We assume that the server forks to serve each client and the messages between them are as follows:

1. INIT(x,y): client sends this message to begin the visualization at position (x,y).
2. DATA0: server sends the initial data to begin the visualization.
3. WIN(xmin, xmax, ymin, ymax, level): client requests a data in a query window, at a given level of detail.
4. DATA: response to Q(...).
5. TERMINATE: client requests termination.

The client will have four threads, each with its own input queue ("Q").

1. Input Thread: reads from the mouse and keyboard.
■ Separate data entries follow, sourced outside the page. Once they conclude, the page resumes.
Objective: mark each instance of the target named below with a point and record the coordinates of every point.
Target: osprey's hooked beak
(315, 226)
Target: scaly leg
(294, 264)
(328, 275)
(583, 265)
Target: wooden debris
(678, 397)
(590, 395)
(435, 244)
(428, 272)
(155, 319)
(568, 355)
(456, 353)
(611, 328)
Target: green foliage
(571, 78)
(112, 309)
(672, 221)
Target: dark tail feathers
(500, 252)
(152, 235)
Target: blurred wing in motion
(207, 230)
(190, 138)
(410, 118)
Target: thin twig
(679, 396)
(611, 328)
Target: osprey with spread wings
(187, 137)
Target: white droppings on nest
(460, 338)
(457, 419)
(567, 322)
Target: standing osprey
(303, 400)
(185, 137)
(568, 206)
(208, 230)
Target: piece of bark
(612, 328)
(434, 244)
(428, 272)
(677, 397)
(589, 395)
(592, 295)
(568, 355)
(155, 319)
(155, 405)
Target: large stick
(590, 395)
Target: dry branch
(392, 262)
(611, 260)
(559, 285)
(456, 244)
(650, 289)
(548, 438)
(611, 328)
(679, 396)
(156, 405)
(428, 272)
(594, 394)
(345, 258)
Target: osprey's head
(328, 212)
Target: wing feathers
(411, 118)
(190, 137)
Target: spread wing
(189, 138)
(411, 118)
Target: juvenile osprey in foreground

It puts data into the NetworkQ or into the DisplayQ. The commands it accepts are PAN, ZOOM, JUMP, PRIORITIZE, QUIT.
2. Network Thread: It processes the NetworkQ requests converts this into WIN(xmin, ymin, xmax, ymax, level) requests. At the same time, it puts a copy of this request into the DataQ.
3. Data Thread: As soon as it read new data from the network, it compares them to the WIN requests. After decoding this, it informs the DisplayQ.
4. Display Thread: it updates the display as requests and new data arrives.